The Clarksburg Tavern, at 23315 Frederick Road, posted on Facebook on Jan. 1 that it was hosting a celebration on Jan. 5 called “USA THEMED PARTY.” The bottom of the invitation stated that the event was hosted by “Robin for Governor.”
Ficker, a Republican, has run often for local, state and federal offices. He announced nearly a year ago that he plans to seek the Republican nomination in the 2022 gubernatorial race.
On Jan. 7, Ficker posted multiple photos on Facebook of him posing with multiple people at the restaurant during the event. One photo shows him shaking hands with people who are gathered around tables and don’t appear to be social distancing. No one in the photos is wearing a mask.
“What an incredible turnout we had with Marylanders who are fed up with not going back to school and back to work. I will be doing plenty more. To me, everyone is essential,” Ficker wrote on Facebook about the event.
In another post, he wrote: “This was an outdoor event at the wonderful family-owned Clarksburg Tavern. All who attended brought their delicious plates and drinks inside to hear me deliver a brief speech to our ESSENTIAL Marylanders. After speaking, we went back outside on their heated patio and enjoyed the live band! Open the schools, open the restaurants, open Maryland, and let’s get back to work!”
Montgomery County banned indoor dining on Dec. 15 due to an uptick in COVID-19 cases and deaths during the winter months. Additionally, face coverings are mandatory across the state in stores and other establishments.
On Jan. 8, Ficker posted a video of himself speaking to people at the event, in which he declares “every Marylander is essential” and says it’s taken “way too long” to distribute the COVID-19 vaccine.
“If they’re so good, let’s get them rolled out quickly, so we can get back to 100% strength,” he said.
Ficker, reached by phone Tuesday afternoon, declined to answer questions about the event. He referred a reporter to his previous social media postings.

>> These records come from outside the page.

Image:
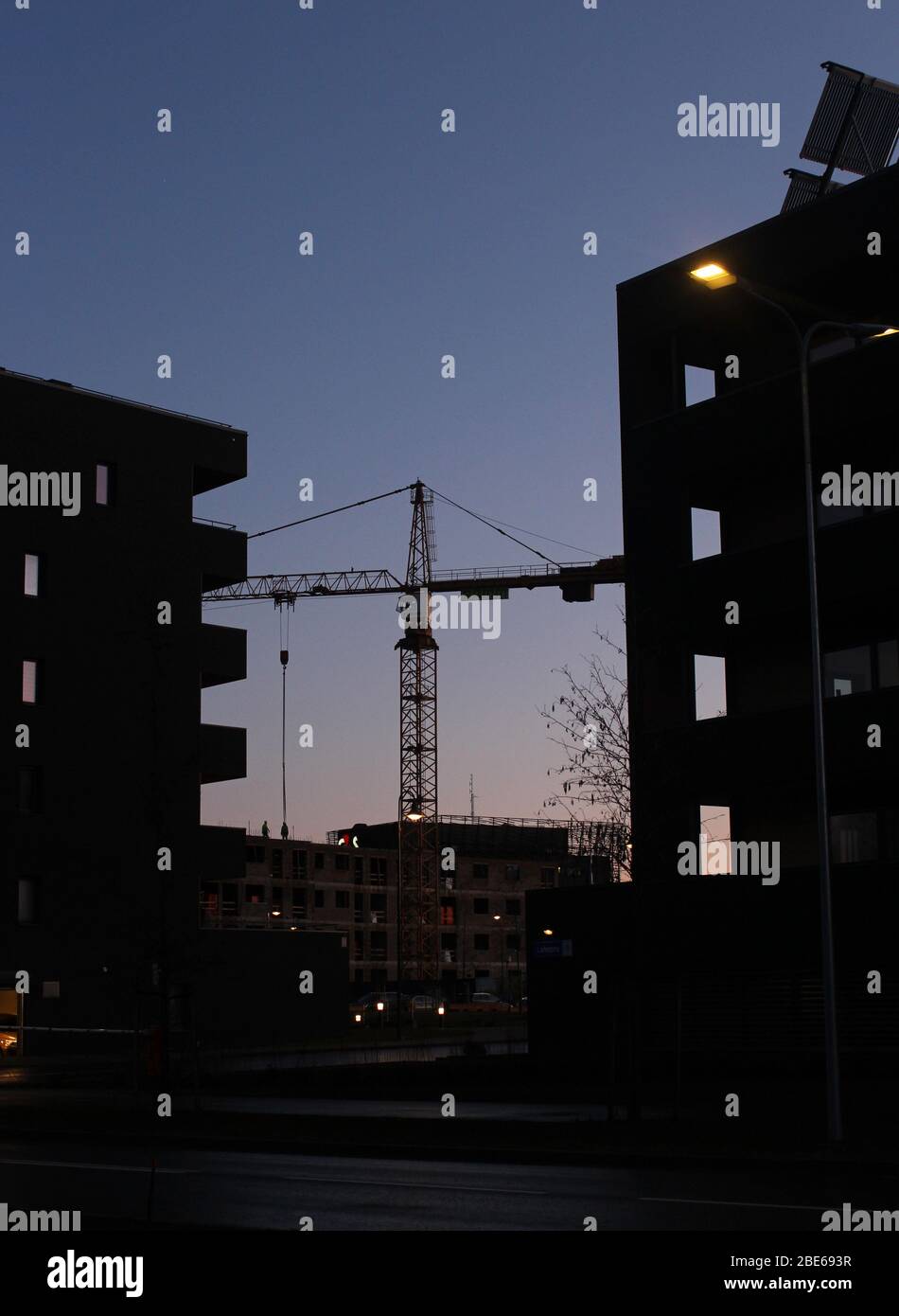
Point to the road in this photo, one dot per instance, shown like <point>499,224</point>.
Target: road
<point>241,1190</point>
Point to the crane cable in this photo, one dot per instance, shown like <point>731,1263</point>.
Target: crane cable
<point>468,512</point>
<point>319,515</point>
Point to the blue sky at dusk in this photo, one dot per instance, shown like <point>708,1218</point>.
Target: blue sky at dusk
<point>425,243</point>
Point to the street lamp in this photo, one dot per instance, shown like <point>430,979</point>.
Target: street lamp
<point>714,276</point>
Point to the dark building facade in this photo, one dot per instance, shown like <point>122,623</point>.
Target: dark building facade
<point>104,752</point>
<point>720,961</point>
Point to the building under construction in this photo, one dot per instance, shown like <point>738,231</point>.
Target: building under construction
<point>349,886</point>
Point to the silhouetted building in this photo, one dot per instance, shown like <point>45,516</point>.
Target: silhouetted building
<point>349,886</point>
<point>104,753</point>
<point>719,661</point>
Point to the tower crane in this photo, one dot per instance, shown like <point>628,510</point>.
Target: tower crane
<point>419,843</point>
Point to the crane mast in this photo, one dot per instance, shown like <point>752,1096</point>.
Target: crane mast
<point>419,853</point>
<point>417,898</point>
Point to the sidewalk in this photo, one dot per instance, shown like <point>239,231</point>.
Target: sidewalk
<point>522,1132</point>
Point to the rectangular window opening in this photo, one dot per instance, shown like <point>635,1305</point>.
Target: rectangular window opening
<point>706,529</point>
<point>32,576</point>
<point>711,685</point>
<point>714,840</point>
<point>29,681</point>
<point>697,384</point>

“I have no further comment other than what’s out there on social media. This was eight days ago, OK?” he said.
Mary Anderson, a spokeswoman for the county’s health department, said Monday that a health inspector visited the Clarksburg Tavern on Friday to collect information after a Bethesda Beat reporter asked if the county had taken any action over the event.
“That [information has] been provided to the enforcement team. It’s gonna be analyzed and appropriate action will be taken,” she said.
Anderson said there could be a warning, civil citation or closure of the restaurant, depending on what inspectors found.
“Legally, we have to figure out, when was that event? The level of scrutiny is such that we have to figure out that the event happened on the date we think it happened, give them the benefit of the doubt, and then go from there,” she said.
Anderson said that since Friday, the health department has received about a dozen complaints about the tavern. As of Tuesday afternoon, there was no update, she said.
Someone who answered the phone at Clarksburg Tavern on Tuesday afternoon said they would pass a reporter’s contact information to the owner or manager.
The tavern is one of multiple restaurants that took Montgomery County to court over its indoor dining ban.
Montgomery County Circuit Court Judge James Bonifant upheld the dining ban on Dec. 23 for the time being, but said he planned to schedule another hearing in the matter. As of Tuesday afternoon, no court date had been set because the plaintiffs hadn’t responded to the judge, said Alexandra Mussler, a clerk in Bonifant’s office.